Rene Guènon – La Grande Triade

«Il Cielo copre, la Terra sostiene» dice un’antica sentenza cinese. Il cielo è la «perfezione attiva», la terra è la «perfezione passiva». «Cielo, Terra, Uomo» (Tien-ti-jen), ecco la Grande Triade che Guénon volle illuminare in questo suo ultimo libro, pubblicato nel 1946. Invece di affermare in termini generali la corrispondenza esoterica delle tradizioni, volle qui far vedere in concreto che cosa è tale corrispondenza e in quali modi essa si articola, mostrandone ogni volta un aspetto, come la faccia di un cristallo, nei brevi, magistrali capitoli di quest’opera, che appunto perciò può essere vista come la summa e il simbolo essa stessa del pensiero di Guénon. Lo yin e lo yang, la doppia spirale, il solve e coagula dell’alchimia, i numeri celesti e i numeri terrestri, i rapporti fra l’essere e il suo ambiente, l’Essenza e la Sostanza, l’autorità sacerdotale e l’autorità regale, l’Invariabile Mezzo e la Via del Mezzo, il simbolismo massonico della squadra e del compasso e quello cabbalistico della Shekinah, la ruota cosmica: ciascuno di questi temi è di immensa ricchezza. Tanto più stupefacente apparirà l’impresa che Guénon ha qui compiuto: pur facendo presagire ogni volta tutta la complessità e peculiarità di queste immagini, le ha fatte risuonare nella loro essenza, le ha rese trasparenti con poche, sobrie e decisive parole, così inanellandole in un’aurea catena, dove il vincolo è invisibile e indissolubile.

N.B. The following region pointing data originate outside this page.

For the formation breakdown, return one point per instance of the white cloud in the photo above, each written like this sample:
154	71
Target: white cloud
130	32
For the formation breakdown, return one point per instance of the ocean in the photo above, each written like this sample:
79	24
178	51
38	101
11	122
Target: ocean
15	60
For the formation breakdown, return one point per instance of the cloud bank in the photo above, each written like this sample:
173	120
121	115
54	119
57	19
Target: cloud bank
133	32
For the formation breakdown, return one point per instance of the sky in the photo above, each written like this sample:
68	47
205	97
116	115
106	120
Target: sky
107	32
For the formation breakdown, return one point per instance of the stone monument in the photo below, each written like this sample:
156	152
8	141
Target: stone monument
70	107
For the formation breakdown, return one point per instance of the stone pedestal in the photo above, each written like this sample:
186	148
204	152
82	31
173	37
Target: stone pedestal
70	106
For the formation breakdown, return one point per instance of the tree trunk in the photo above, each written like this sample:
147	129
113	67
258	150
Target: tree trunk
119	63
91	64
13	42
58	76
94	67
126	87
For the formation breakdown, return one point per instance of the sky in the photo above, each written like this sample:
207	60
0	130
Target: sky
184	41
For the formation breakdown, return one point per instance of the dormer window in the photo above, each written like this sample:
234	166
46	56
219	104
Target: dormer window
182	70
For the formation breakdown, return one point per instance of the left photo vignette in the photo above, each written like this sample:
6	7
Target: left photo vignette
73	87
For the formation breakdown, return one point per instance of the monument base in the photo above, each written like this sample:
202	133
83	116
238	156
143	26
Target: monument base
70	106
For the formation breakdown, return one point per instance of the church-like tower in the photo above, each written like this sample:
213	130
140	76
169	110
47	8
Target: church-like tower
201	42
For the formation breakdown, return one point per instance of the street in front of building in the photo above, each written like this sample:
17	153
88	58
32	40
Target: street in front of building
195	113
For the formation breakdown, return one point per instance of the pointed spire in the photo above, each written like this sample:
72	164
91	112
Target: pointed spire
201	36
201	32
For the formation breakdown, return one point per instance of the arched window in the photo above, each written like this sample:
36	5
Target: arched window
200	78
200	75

Renè Guènon – Introduzione allo Studio delle Dottrine Indu

Con questo libro, che fu la prima delle sue opere maggiori e apparve nel 1921, Guénon volle presentare la sua idea della tradizione partendo da zero e da quel luogo del pensiero, l’India, dove la tradizione si è dispiegata nei testi con la massima evidenza. Sarebbe difficile pensare un libro su questi temi che sia altrettanto trasparente, che accompagni con altrettanta diligenza il lettore in ogni passo – e infine che sfoci in una visione altrettanto grandiosa. Dai Veda al buddhismo, attraverso le grandi scuole, come lo Yoga e il Vedanta, che sono poi i vari «punti di vista» dai quali la verità unica della metafisica viene contemplata, Guénon ci fa attraversare un immenso continente del pensiero e al tempo stesso getta le basi di tutta la sua opera. Di questo libro così ha scritto l’eminente indologo Alain Daniélou: «La prima grande opera di Guénon, la sua Introduzione generale allo studio delle dottrine indù ha, per il mondo occidentale moderno, un’importanza storica perché in essa viene presentato, per la prima volta, un quadro autentico di quella concezione di una rivelazione primordiale trasmessa attraverso le età da iniziati che appare nell’Induismo ma le cui tracce devono inevitabilmente ritrovarsi, in forma più o meno nascosta, in tutte le civiltà, poiché esse sono la ragion d’essere dell’uomo».